Weekly Market Pulse - Week ending February 11, 2022
Equities kicked off the week strongly, before declining later on another inflation surprise. The U.S. consumer price index accelerated to 7.5% year over year, and U.S. Federal Reserve official James Bullard said he was in favour of a 50 basis point hike come March and would support raising rates by 100 bps by July. Friday afternoon saw a further selloff due to investor uneasiness amid reports that the U.S. believes Russia could escalate its military action against Ukraine next week. Canadian markets held onto gains on higher oil prices, while international markets had already closed for the week.
Yields initially rose sharply, with the U.S. 10-year rising as much as 14 bps as markets were pricing in as many as seven hikes for the year. However, potential of further Russian military action saw yields revert and end the week relatively flat.
Oil prices rose on news of potential further Russia-Ukraine tensions. Gold also surged on the news on a flight to safety.
Performance (price return)
As of February 11, 2022
A quiet week with no notable data releases for Canada.
U.S. – CPI accelerates again; University of Michigan consumer sentiment wanes
U.S. CPI rose 0.6% seasonally adjusted in January, accelerating the year-over-year reading to 7.5%. Rising prices of goods continue to be the driving force, increasing 0.8% in the month, while services rose 0.6%. Food, electricity, and shelter were the largest contributors.
The University of Michigan Consumer Sentiment Index declined to 61.7 in February, from 67.2 in January. Weakening financial prospects continue to weigh heavily on consumers. Consumers expressed concerns over inflation, government economic policies, and a less favourable economic outlook. Interestingly, the decline was entirely in households with incomes of US$100,000 or more. Inflation expectations for 2022 rose to 5.0%.
International – German industrial production declines; U.K. GDP increases
German industrial production declined 0.3% in December, widely missing market expectations of a 0.5% increase. Energy production fell 0.7% and construction declined 7.3%. Manufacturing production had increased 1.2%, attributed to an increase for capital goods.
U.K. real GDP saw a 0.2% contraction in December on renewed COVID restrictions. Services output declined 0.5%, while production rose 0.3%. Consumer-facing services bore the brunt as output declined 3.0% in the month. For the fourth quarter, GDP rose 1.0% quarter over quarter. Household consumption grew 1.2%, government spending rose 1.9%, and investments increased 2.2%.
Quick look ahead
Canada – CPI (February 16); Retail sales (February 18)
Canadian CPI is expected to rise a further 0.6% in January, supported by higher gasoline prices. The year-over-year reading, however, should remain unchanged at 4.8%.

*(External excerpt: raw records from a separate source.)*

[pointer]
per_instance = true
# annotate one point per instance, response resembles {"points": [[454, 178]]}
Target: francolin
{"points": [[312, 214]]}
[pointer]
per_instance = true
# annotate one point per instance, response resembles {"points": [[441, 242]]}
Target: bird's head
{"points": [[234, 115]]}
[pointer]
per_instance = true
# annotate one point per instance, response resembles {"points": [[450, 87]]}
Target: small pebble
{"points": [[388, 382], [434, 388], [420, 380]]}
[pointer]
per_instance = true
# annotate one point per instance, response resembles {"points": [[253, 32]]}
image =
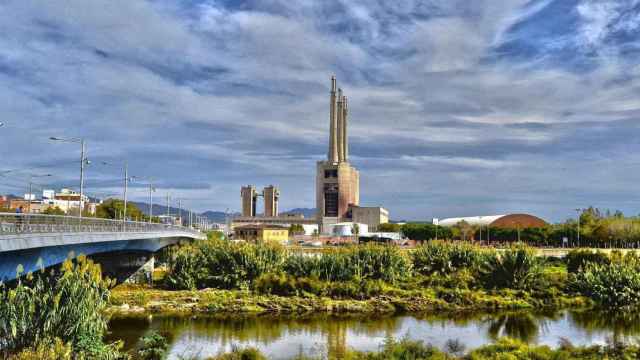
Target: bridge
{"points": [[33, 241]]}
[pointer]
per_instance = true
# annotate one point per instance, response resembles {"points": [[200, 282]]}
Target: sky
{"points": [[457, 107]]}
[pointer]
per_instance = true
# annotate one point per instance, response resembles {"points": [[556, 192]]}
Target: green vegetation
{"points": [[577, 259], [363, 278], [227, 265], [215, 235], [62, 311], [389, 227], [435, 275], [599, 229], [114, 208], [53, 210], [220, 264], [154, 347]]}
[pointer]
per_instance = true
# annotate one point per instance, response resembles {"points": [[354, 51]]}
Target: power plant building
{"points": [[337, 182], [249, 200], [271, 196]]}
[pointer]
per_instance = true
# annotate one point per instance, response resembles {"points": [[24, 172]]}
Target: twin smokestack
{"points": [[338, 139]]}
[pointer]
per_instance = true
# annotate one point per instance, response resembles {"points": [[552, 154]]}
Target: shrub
{"points": [[286, 285], [221, 264], [578, 258], [515, 268], [614, 285], [378, 262], [154, 347], [50, 349], [437, 257]]}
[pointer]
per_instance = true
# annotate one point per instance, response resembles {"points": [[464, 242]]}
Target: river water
{"points": [[285, 337]]}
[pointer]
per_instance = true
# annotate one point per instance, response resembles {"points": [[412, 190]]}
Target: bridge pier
{"points": [[129, 266]]}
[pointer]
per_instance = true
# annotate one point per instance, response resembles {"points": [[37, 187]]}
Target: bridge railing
{"points": [[13, 224]]}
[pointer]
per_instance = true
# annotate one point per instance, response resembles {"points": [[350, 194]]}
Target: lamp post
{"points": [[151, 190], [83, 162], [126, 179], [578, 212], [31, 189]]}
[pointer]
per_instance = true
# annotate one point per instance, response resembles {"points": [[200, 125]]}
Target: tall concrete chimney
{"points": [[340, 127], [271, 196], [333, 124], [345, 134]]}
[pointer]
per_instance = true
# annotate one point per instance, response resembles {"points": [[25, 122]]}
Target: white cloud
{"points": [[229, 96]]}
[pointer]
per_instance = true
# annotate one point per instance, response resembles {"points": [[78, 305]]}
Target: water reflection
{"points": [[331, 336]]}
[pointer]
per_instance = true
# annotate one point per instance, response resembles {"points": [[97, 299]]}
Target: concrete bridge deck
{"points": [[33, 241]]}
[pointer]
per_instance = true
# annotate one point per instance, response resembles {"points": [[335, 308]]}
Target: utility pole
{"points": [[578, 212], [126, 182], [31, 190], [151, 190], [82, 163]]}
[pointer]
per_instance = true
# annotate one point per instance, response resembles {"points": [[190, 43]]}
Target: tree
{"points": [[53, 210], [465, 229], [355, 230], [296, 229], [113, 209], [389, 227]]}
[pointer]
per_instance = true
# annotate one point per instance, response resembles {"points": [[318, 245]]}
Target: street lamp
{"points": [[83, 161], [578, 212], [31, 189], [127, 179]]}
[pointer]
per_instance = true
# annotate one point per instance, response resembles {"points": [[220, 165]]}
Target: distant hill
{"points": [[212, 215]]}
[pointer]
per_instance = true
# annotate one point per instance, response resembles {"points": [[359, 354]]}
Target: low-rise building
{"points": [[262, 233], [373, 216], [68, 201]]}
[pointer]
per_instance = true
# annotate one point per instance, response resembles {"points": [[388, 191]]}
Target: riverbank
{"points": [[129, 299]]}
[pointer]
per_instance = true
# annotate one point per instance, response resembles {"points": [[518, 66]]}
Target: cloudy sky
{"points": [[457, 107]]}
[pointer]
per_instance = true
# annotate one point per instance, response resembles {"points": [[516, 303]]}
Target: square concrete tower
{"points": [[249, 200], [271, 197], [337, 182]]}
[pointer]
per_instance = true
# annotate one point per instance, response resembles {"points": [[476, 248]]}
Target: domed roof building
{"points": [[508, 221]]}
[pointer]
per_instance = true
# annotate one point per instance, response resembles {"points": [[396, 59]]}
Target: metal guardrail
{"points": [[14, 224]]}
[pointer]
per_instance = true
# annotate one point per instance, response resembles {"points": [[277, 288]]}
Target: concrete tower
{"points": [[333, 123], [271, 197], [249, 200], [341, 134], [337, 182]]}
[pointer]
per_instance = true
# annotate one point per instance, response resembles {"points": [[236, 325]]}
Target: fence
{"points": [[13, 224]]}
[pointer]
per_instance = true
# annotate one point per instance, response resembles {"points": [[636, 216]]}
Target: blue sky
{"points": [[457, 107]]}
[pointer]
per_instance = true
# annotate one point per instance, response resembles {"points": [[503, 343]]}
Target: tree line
{"points": [[596, 228]]}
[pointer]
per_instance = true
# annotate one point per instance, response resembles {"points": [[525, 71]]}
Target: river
{"points": [[285, 337]]}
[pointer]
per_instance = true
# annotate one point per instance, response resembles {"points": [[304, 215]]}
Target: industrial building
{"points": [[262, 233], [249, 195], [337, 181], [337, 185], [373, 216]]}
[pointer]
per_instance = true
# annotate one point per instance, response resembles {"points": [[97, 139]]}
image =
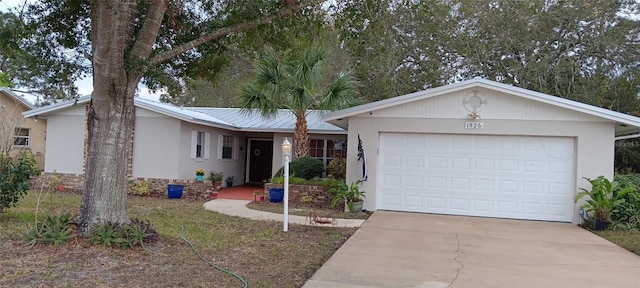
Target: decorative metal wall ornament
{"points": [[473, 103]]}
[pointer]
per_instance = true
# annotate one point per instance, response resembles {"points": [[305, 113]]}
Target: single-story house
{"points": [[171, 142], [17, 133], [481, 148]]}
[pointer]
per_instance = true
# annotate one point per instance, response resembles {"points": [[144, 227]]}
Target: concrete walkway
{"points": [[238, 208]]}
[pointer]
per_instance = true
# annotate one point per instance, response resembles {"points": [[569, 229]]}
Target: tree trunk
{"points": [[301, 136], [110, 119]]}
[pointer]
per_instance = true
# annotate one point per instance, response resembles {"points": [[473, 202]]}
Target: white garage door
{"points": [[494, 176]]}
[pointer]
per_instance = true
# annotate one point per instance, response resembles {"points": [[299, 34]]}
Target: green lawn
{"points": [[304, 211], [258, 251]]}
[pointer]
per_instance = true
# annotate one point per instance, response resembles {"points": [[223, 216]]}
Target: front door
{"points": [[260, 160]]}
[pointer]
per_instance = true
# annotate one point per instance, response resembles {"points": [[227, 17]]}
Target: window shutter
{"points": [[220, 143], [194, 142], [207, 145]]}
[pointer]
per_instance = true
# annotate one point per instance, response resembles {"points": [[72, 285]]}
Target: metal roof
{"points": [[625, 124], [17, 98], [227, 118], [284, 120]]}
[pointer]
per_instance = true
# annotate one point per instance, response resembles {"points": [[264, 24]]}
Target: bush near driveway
{"points": [[258, 251], [628, 212]]}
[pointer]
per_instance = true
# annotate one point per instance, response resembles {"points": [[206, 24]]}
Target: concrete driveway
{"points": [[394, 249]]}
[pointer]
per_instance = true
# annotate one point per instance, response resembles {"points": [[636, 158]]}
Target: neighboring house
{"points": [[17, 133], [481, 148], [171, 142]]}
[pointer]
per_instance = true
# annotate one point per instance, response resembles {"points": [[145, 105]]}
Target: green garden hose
{"points": [[209, 262]]}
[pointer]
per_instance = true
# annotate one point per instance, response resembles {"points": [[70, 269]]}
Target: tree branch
{"points": [[228, 30], [149, 32]]}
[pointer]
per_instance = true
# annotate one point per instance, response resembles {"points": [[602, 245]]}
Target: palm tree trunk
{"points": [[301, 136]]}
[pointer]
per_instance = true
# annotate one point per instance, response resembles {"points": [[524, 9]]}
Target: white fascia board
{"points": [[54, 107], [18, 98], [280, 130], [491, 85]]}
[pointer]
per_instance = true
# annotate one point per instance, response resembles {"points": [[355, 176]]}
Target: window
{"points": [[227, 147], [21, 138], [327, 150], [200, 145]]}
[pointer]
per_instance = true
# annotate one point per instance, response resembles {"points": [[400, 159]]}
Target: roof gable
{"points": [[533, 106]]}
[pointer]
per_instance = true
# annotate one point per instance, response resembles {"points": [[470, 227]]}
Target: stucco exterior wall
{"points": [[594, 138], [37, 128], [155, 146], [65, 141], [278, 138], [230, 167]]}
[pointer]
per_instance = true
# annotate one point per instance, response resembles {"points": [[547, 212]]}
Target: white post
{"points": [[286, 193], [286, 151]]}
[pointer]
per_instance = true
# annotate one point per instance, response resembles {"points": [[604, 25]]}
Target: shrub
{"points": [[305, 167], [337, 168], [55, 230], [140, 189], [14, 178], [629, 206], [136, 233]]}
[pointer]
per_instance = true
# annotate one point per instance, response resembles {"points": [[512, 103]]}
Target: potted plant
{"points": [[216, 179], [350, 194], [276, 194], [604, 197], [200, 174], [259, 194], [230, 181]]}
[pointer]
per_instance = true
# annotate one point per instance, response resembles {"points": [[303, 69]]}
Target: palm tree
{"points": [[297, 85]]}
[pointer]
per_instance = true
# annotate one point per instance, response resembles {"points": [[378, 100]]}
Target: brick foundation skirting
{"points": [[319, 195], [157, 187]]}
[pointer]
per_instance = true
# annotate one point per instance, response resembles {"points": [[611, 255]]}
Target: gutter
{"points": [[627, 137]]}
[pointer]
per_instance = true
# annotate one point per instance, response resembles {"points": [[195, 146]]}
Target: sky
{"points": [[85, 86]]}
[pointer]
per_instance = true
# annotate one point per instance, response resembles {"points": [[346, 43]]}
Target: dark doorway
{"points": [[260, 160]]}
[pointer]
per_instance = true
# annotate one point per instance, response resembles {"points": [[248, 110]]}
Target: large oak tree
{"points": [[123, 43]]}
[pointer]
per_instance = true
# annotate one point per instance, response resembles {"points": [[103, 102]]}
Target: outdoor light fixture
{"points": [[286, 152]]}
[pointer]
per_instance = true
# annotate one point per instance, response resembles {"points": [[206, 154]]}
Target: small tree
{"points": [[14, 178], [10, 119]]}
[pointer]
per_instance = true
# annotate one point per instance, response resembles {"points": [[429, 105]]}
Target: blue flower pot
{"points": [[276, 194], [175, 190]]}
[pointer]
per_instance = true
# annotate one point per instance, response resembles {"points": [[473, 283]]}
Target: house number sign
{"points": [[473, 125]]}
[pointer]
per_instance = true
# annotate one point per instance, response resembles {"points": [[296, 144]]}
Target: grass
{"points": [[256, 250], [304, 211], [629, 240]]}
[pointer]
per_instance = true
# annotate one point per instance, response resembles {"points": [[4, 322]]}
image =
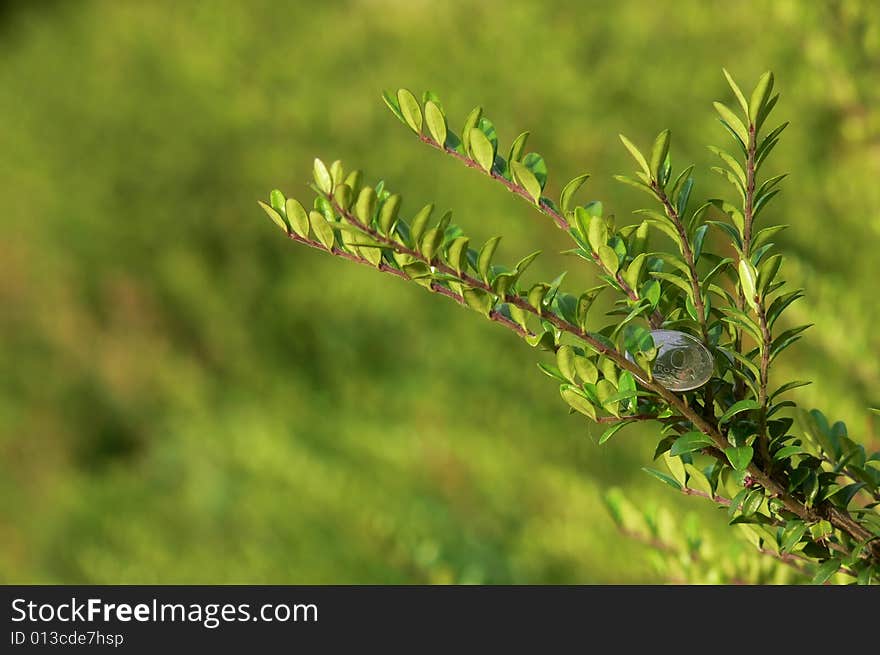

Retail sales on the other hand are expected to have slowed in December, according to StatsCan’s preliminary estimate. Poor auto sales will weigh on results, but overall spending appears to have been weak for the month. Disruptions from flooding in B.C. and the Atlantic provinces in November could have continued into the month. A preliminary estimate for January will also be available.
U.S. – Empire Manufacturing Survey (February 15); Retail sales and industrial production (February 16)
The Empire Manufacturing Survey for February is expected to show a slight rebound. However, trucker protests at the U.S.-Canada border could further strain supply chains, and higher prices and worker shortages could also continue to be areas of weakness.
Retail sales are expected to increase 1.8% according to market consensus, as a large surge in auto sales will outweigh contractions in other sectors. The decline in sales could also prove to be shallower than in previous waves.
Lastly, industrial production should show a slight gain for January.
International – Japan’s GDP (February 14); Chinese, Japanese, U.K. CPI (February 15); machine orders
Japanese GDP is expected to have expanded 6.0% quarter over quarter following the large 3.6% drop in Q3. Pent-up demand amid a reopening economy should have supported consumer consumption. Solid exports should also have contributed.
Chinese CPI is expected to slow to 1.0% in January, from 1.5% in December. Food prices will once again drag, with pork prices recording ever steepening drops.
Japanese machine orders likely fell in December as Omicron spread globally. A forecast for Q1 based on data from manufacturers will also be released.
U.K. CPI is expected to accelerate to 5.6% year over year in January from 5.4%, once again driven by rising food prices. The reading will be of particular interest as markets are contemplating the potential for a double hike at the next Bank of England meeting.
Lastly, we have Japanese CPI, which is expected to have slowed slightly to 0.6% year over year in January. The prices of food and energy should have supported the monthly reading, but higher COVID cases will see the year over year reading decline.